Met een PSA-test kan het bloed onderzocht worden op stoffen die kenmerkend zijn voor prostaataandoeningen, zoals prostaatkanker. Het informeren van patiënten die een PSA-test willen, blijkt in de praktijk nog onvolledig te gebeuren. Ook wordt er maar in de helft van de gevallen een rectaal toucher uitgevoerd voorafgaand aan het aanvragen van een PSA-test. Dit melden het UMCG en de Rijksuniversiteit Groningen.
In haar onderzoek laat uroloog Saskia van der Meer zien dat het initiatief voor een PSA-test zowel van patiënt als (huis)arts kan komen. De informatievoorziening laat nog te wensen over. Patiënten zijn hierdoor niet goed in staat een goed geïnformeerde beslissing te nemen over het wel of niet laten screenen. Van der Meer pleit er dan ook voor om meer onderzoek te doen naar een manier waarop onpartijdige en uniforme informatie kan worden verstrekt en wat de effecten er van zijn op de tevredenheid van patiënten over hun keuzes.
Het beleid na een PSA-test door huisartsen en niet-urologische medisch specialisten varieert enorm, en is vaak niet in overeenstemming met de richtlijnen.

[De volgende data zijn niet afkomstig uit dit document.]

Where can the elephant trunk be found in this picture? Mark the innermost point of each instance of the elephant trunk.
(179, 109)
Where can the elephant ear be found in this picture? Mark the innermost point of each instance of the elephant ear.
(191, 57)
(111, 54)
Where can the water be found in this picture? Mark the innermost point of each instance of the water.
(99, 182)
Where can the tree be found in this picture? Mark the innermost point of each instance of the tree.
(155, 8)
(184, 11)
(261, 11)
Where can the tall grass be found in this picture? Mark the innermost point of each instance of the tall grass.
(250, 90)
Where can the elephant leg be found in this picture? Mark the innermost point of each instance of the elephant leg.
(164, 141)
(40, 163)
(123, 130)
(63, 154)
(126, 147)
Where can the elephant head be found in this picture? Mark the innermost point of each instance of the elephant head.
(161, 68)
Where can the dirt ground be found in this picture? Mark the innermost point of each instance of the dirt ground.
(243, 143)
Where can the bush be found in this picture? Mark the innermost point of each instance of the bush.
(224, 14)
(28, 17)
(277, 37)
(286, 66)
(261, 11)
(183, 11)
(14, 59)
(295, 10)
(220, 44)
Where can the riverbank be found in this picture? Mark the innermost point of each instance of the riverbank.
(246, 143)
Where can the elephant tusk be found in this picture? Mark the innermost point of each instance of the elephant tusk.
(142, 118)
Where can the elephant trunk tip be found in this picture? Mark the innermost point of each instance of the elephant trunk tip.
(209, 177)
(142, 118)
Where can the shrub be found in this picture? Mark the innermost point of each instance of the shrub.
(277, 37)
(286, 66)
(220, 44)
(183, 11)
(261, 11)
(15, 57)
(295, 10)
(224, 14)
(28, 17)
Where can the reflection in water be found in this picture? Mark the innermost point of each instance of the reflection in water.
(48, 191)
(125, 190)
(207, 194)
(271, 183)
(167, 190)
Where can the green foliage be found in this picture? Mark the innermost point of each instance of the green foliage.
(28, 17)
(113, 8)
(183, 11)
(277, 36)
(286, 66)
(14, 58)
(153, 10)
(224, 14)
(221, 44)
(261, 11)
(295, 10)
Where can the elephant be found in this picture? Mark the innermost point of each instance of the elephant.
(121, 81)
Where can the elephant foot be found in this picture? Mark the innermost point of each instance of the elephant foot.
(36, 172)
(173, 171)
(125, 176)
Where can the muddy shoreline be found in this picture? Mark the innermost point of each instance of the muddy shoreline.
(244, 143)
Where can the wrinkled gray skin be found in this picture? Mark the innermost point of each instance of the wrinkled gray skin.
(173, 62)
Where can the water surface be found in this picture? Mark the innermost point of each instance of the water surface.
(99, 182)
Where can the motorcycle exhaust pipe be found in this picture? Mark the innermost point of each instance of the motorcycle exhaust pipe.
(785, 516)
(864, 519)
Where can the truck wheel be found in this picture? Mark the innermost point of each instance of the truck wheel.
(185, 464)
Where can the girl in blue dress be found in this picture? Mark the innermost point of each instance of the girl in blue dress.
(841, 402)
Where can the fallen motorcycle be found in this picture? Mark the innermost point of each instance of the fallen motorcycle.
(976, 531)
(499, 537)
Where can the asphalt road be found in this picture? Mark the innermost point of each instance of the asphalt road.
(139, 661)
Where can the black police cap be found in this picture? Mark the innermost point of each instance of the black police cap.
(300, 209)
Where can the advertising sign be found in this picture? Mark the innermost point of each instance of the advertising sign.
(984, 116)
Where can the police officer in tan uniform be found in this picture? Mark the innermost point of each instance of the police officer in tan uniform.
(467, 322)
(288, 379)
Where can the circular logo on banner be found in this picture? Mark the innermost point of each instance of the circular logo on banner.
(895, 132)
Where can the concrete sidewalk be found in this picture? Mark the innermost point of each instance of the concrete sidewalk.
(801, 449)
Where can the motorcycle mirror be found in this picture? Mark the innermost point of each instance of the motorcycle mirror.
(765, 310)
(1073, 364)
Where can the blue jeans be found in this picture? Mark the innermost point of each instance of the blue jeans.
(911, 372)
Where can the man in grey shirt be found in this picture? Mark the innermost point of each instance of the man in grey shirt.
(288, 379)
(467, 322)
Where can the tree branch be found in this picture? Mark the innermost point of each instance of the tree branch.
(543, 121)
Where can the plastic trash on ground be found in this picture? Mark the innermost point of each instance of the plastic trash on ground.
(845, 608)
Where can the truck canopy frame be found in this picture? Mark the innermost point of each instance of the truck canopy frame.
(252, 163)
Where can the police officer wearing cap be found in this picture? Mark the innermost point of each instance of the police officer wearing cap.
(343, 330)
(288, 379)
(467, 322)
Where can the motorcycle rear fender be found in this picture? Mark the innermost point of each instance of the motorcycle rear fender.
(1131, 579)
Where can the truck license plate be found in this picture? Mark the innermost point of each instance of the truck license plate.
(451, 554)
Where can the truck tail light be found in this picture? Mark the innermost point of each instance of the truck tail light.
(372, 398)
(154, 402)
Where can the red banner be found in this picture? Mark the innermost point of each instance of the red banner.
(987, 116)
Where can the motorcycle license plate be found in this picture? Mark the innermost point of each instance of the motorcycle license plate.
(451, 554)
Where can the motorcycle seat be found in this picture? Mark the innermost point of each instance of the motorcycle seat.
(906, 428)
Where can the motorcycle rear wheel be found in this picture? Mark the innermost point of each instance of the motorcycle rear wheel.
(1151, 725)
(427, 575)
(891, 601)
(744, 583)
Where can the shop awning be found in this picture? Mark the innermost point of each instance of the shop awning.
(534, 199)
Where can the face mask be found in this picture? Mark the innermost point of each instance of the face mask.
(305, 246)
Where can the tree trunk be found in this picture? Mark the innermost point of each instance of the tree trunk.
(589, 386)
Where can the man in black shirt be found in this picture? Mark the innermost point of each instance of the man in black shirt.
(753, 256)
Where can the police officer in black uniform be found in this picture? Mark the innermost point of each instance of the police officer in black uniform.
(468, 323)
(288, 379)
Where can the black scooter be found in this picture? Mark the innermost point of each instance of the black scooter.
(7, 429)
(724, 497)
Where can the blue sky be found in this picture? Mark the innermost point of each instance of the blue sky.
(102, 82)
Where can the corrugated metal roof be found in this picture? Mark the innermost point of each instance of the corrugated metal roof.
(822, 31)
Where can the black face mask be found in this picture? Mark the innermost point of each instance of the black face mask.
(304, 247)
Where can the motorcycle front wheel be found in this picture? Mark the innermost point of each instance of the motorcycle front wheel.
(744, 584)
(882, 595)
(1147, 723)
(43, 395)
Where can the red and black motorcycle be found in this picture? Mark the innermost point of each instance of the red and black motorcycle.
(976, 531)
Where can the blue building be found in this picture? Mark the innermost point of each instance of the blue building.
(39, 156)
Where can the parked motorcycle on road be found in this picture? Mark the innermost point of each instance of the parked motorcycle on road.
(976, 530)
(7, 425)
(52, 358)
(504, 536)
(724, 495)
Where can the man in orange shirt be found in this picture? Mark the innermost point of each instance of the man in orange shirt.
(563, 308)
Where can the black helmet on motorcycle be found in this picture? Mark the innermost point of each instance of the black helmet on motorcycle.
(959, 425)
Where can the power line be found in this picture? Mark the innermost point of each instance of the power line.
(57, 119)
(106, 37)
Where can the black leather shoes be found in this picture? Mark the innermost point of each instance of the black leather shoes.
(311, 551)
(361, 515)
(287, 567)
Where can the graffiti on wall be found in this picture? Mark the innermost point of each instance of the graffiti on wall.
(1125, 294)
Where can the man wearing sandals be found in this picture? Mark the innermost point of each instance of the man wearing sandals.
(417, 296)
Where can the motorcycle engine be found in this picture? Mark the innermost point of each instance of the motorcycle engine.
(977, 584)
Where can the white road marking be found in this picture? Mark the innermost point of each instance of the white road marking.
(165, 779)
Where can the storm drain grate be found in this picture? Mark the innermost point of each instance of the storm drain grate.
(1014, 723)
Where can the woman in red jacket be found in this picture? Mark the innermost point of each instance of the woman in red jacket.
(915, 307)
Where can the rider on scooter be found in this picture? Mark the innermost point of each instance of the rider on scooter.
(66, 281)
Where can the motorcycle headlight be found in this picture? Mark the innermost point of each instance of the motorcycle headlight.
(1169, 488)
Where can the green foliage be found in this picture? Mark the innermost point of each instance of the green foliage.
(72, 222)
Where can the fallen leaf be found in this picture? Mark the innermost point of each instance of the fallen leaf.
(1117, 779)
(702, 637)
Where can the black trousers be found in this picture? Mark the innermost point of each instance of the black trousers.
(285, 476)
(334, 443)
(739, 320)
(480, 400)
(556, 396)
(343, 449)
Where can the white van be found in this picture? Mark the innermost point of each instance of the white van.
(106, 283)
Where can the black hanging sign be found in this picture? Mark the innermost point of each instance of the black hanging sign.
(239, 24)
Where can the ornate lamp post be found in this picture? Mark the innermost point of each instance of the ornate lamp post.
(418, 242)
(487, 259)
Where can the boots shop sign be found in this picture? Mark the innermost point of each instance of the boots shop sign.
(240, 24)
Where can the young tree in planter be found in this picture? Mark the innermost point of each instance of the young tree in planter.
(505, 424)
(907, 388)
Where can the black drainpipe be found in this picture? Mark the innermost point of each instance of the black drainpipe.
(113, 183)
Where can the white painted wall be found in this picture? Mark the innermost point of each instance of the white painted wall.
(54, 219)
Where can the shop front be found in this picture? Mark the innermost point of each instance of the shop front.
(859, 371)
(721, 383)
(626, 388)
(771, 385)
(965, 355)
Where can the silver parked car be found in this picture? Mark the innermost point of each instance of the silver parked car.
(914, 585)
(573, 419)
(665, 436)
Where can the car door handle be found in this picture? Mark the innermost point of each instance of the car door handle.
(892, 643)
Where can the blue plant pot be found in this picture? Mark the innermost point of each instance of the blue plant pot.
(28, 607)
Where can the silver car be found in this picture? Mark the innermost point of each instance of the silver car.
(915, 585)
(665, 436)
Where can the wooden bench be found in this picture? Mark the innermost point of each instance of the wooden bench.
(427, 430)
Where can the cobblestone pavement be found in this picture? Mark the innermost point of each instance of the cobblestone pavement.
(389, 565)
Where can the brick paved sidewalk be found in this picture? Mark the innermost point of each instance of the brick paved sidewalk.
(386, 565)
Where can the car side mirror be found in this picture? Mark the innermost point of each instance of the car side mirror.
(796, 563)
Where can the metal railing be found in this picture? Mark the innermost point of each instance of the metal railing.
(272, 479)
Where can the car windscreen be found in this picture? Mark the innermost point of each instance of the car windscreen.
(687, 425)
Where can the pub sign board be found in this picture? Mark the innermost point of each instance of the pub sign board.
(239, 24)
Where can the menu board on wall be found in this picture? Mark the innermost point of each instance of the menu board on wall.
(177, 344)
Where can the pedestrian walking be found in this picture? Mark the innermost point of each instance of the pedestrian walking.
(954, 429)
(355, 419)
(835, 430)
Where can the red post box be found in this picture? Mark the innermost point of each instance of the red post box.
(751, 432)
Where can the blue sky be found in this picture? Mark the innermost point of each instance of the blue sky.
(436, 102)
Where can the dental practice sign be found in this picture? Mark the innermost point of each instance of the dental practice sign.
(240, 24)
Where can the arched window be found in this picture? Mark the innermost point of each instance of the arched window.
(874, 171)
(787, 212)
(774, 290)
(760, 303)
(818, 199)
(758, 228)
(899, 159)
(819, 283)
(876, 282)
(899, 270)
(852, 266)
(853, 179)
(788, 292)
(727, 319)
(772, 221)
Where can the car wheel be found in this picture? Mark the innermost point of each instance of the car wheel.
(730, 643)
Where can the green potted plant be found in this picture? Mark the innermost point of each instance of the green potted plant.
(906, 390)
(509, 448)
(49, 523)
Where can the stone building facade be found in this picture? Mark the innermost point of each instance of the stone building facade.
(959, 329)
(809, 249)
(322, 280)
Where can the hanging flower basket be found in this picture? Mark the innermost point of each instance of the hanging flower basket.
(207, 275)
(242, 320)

In plaats van follow-up voor een matig verhoogde PSA uitslag worden oudere patiënten en patiënten met comorbiditeit eerder gerustgesteld of überhaupt niet geïnformeerd over de uitslag, omdat deze groep patiënten mogelijk minder kans heeft op het ontwikkelen van een klinisch relevant prostaatcarcinoom. Door dit beleid wordt deze patiënten verdere testen met bijkomende mogelijke schade onthouden. Dit maakt echter het verrichten van het merendeel van deze PSA-testen discutabel.
De Prostaatwijzer is een risicocalculator van de Stichting Wetenschappelijk Onderzoek Prostaatkanker. Deze geeft een inschatting van het patiëntspecifieke risico op prostaatkanker. Van der Meer adviseert deze risico-calculator te valideren en algemeen te hanteren in de eerstelijns-gezondheidszorg.